Bei Fehlen einer Befristungsabrede gilt der Vertrag als auf unbestimmte Zeit geschlossen. Die Zusammenarbeit endet dann, abgesehen von den Fällen des Todes oder der Insolvenz einer Partei, durch ordentliche Kündigung, deren Fristen dem Gesetz oder dem Handelsvertretervertrag zu entnehmen sind.
Sowohl bei befristeten als auch bei unbefristeten Verträgen ist jede Partei jederzeit bei Vorliegen eines wichtigen Grundes zur Kündigung ohne Einhaltung einer Kündigungsfrist berechtigt.
Ein sozialer Kündigungsschutz wie im Arbeitsrecht, z. B. beim angestellten Reisenden, existiert nicht. Zum Ausgleich finanzieller Nachteile aus dem Verlust der Vertretung dient der Ausgleichsanspruch des HGB.
12. Ausgleichsanspruch
Der Ausgleichsanspruch ist ein zentrales Institut des deutschen Handelsvertreterrechts. Nach seinem Ausscheiden kann der Handelsvertreter in der Regel für den von ihm aufgebauten oder intensivierten Kundenstamm, den er dem Unternehmer zurücklässt, eine angemessene Ausgleichszahlung verlangen. Dieser Anspruch kann von den Vertragsparteien im Vorhinein weder wirksam ausgeschlossen noch in Abweichung vom Gesetz qualitativ beschränkt werden. Er ist innerhalb eines Jahres nach Beendigung des Vertragsverhältnisses geltend zu machen.
Näheres zum Ausgleichsanspruch finden Sie im Merkblatt „Der Ausgleichanspruch des Handelsvertreters“.
13. Verjährung und Rechtsstreitigkeiten
Nach den im Dezember 2004 in Kraft getretenen nochmals novellierten Verjährungsvorschriften verjähren Ansprüche aus dem Handelsvertreterverhältnis in drei Jahren, beginnend mit dem Schluss des Jahres, in dem der Anspruch entstanden ist und der Handelsvertreter von den den Anspruch begründenden Umständen Kenntnis erlangt hat oder ohne grobe Fahrlässigkeit hätte erlangen müssen. Innerhalb bestimmter Grenzen ist eine Verkürzung oder Verlängerung der Verjährungsfristen im Handelsvertretervertrag zulässig, sie darf sich jedoch nicht einseitig zu Lasten des Handelsvertreters auswirken.
Nach dem Zivilprozessrecht sind für Rechtsstreitigkeiten die Gerichte am Sitz des jeweiligen Beklagten örtlich zuständig. Anderweitige Gerichtsstandsvereinbarungen können im Handelsvertretervertrag nur getroffen werden, sofern der Handelsvertreter als Kaufmann im Sinne des Handelsgesetzbuches gilt.

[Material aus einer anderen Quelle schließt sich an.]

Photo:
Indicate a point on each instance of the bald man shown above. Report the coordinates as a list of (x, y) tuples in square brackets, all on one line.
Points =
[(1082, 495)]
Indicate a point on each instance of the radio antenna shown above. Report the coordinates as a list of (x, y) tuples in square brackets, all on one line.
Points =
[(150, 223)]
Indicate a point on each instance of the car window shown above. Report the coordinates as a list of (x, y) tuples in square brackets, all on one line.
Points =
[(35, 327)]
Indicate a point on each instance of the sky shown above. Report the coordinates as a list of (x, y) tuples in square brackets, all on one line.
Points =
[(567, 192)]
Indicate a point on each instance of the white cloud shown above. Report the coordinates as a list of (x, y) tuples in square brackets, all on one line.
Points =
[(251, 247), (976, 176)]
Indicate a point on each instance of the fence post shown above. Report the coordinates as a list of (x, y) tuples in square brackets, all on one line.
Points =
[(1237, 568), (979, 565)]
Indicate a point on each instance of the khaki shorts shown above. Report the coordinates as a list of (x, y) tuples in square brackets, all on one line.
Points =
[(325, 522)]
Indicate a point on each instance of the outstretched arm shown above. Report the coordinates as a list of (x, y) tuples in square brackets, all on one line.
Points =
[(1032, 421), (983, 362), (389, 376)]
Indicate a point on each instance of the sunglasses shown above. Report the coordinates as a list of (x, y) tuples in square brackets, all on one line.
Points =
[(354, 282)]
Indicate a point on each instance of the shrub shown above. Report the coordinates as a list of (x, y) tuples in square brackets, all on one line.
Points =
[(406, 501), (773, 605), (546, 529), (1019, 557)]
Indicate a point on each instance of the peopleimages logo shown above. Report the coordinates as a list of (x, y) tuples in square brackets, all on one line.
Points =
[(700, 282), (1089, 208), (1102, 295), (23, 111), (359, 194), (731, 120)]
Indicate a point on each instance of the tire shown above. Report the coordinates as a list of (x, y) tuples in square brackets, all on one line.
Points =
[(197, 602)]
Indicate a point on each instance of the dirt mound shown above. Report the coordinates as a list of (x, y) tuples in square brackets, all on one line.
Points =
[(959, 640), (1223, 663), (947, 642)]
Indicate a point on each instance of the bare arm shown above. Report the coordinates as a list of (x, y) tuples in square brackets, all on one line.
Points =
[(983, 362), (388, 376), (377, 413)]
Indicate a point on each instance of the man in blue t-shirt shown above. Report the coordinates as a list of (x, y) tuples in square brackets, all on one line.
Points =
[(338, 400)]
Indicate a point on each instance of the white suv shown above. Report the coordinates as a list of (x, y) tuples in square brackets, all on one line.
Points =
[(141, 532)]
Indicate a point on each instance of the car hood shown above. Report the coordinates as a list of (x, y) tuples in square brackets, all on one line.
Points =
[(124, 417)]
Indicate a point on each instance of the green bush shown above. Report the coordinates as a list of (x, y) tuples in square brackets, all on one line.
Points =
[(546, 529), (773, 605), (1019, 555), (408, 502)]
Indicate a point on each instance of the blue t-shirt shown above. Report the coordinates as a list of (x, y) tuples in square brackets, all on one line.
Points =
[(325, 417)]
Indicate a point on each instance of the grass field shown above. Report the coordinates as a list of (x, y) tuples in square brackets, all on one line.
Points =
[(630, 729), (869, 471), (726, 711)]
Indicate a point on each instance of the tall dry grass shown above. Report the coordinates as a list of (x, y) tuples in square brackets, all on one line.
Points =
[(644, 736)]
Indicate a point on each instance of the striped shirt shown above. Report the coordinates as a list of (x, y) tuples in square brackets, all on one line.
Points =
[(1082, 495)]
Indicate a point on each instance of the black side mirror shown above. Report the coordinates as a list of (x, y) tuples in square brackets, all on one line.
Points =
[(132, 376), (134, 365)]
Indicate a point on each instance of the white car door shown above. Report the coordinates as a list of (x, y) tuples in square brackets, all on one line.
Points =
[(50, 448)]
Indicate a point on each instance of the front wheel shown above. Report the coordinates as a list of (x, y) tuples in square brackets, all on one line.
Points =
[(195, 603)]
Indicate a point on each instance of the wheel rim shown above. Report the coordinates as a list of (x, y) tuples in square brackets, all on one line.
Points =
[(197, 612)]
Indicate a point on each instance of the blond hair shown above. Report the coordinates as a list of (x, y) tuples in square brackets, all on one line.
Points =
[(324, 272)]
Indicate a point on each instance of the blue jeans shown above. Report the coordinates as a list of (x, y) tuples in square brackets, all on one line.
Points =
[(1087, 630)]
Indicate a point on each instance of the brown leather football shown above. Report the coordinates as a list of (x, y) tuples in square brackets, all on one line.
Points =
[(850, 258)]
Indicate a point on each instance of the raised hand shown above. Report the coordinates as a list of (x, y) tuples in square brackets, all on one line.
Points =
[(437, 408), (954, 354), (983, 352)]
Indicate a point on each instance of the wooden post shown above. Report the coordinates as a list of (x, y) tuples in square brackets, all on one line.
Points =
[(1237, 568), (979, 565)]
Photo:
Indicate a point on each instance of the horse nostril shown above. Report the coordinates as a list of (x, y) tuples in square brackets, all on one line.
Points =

Die Parteien haben grundsätzlich die Möglichkeit, bereits im Handelsvertretervertrag eine Schiedsgerichtsvereinbarung zu treffen. Der Nachteil möglicher höherer Prozesskosten wird durch die Vorteile einer zügigen Behandlung durch im Vertriebsrecht spezialisierte Volljuristen und die Nichtöffentlichkeit des Verfahrens jedenfalls bei Streitigkeiten mit beträchtlichem wirtschaftlichem Interesse mehr als ausgeglichen.
14. Tipp
Die meisten bestehenden Handelsvertreterverträge enthalten keine Regelungen zu der Konstellation, dass der Unternehmer zusätzlich einen eigenen Internetvertrieb eröffnet oder die Waren an ein Online-Vertriebsunternehmen veräußert. Diese Problematik sollte unbedingt in neue Verträge mit aufgenommen und eigenständig geregelt werden, laufende Verträge sollten im Verhandlungsweg an die Situation angepasst werden.
Für den Handelsvertreter: Er sollte sich für die durch (jetzige oder künftige) Direktverkäufe eintretenden Einbußen eine angemessene Entschädigung (je nach Fallkonstellation einmalig/laufend) einräumen lassen.
Für den Unternehmer: Ein echtes Alleinvertriebsrecht/Exklusivität des Handelsvertreters kann zu einem Direktlieferungsverbot des Herstellers führen, von dem auch der Parallelvertrieb per Internet erfasst wird. Insofern sollte der Unternehmer sich im Vertrag die Inanspruchnahme des Internetvertriebsweges vorbehalten, ggfs. Gegen angemessene Kompensation für den Handelsvertreter.
Verfasser: Rechtsanwalt Dr. Lemor/ Augsburg. Dieses Merkblatt wurde mit freundlicher Unterstützung der Industrie- und Handelskammer Schwaben erstellt.